Large Language Models (LLMs) are increasingly deployed in safety-critical domains, yet remain susceptible to hallucinations. While prior works have proposed confidence representation methods for hallucination detection, most of these approaches rely on computationally expensive sampling strategies and often disregard the distinction between hallucination types. In this work, we introduce a principled evaluation framework that differentiates between extrinsic and intrinsic hallucination categories and evaluates detection performance across a suite of curated benchmarks. In addition, we leverage a recent attention-based uncertainty quantification algorithm and propose novel attention aggregation strategies that improve both interpretability and hallucination detection performance.
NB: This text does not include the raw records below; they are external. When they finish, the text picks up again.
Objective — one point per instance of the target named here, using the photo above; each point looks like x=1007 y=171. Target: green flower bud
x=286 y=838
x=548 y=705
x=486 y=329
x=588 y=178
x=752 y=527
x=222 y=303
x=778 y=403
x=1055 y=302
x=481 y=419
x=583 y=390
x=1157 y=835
Our experimental findings reveal that sampling-based methods like Semantic Entropy are effective for detecting extrinsic hallucinations but generally fail on intrinsic ones. In contrast, our method, which aggregates attention over input tokens, is better suited for intrinsic hallucinations. These insights provide new directions for aligning detection strategies with the nature of hallucination and highlight attention as a rich signal for quantifying model uncertainty.

Paper Structure

This paper contains 19 sections, 2 equations, 4 figures, 2 tables.

Figures (4)

  • Figure 1: The Hallucination Map. AUROC scores for uncertainty estimation methods on extrinsic vs. intrinsic hallucination detection across all datasets. The proposed aggregation strategies in the RAUQ attention-based method outperform baselines and exhibit balanced performance across both hallucination types.
  • Figure 2: Comparison of AUROC$\uparrow$, AURAC$\uparrow$, and PRR$\uparrow$ scores for all hallucination detection methods, computed over the concatenation of all datasets. Error bars indicate $\pm$ one standard deviation across models. The axis for each metric is colored to match its bars, indicating the corresponding scale. Dashed lines indicate the performance of the RAUQ baseline. This figure provides a comprehensive overview of each method’s overall detection performance. Some RAUQ variants, particularly the Rollout and Mean‑Heads aggregations, consistently achieve the highest performance overall.
  • Figure 3: Comparison of hallucination detection methods across extrinsic and intrinsic hallucination benchmarks using AUROC$\uparrow$, AURAC$\uparrow$, and PRR$\uparrow$. Error bars indicate the 95% confidence intervals. The axis for each metric is colored to match its bars, indicating the corresponding scale. Dashed lines indicate the performance of the RAUQ baseline. While Semantic Entropy performs well on extrinsic hallucinations, attention-based variants aggregating over input or all tokens consistently achieve higher performance on intrinsic hallucinations. The butterfly split highlights divergent performance trends depending on hallucination type.
  • Figure 4: Normalized histograms showing the distribution of RAUQ Mean Heads scores for Mistral‑7B across SQuAD v2 Answerable (blue), Unanswerable (orange), and NonExistentRefusal-MixedEntities (grey). The red dashed line indicates the optimal threshold, obtained by maximizing the G-mean (TPR and TNR) across all datasets.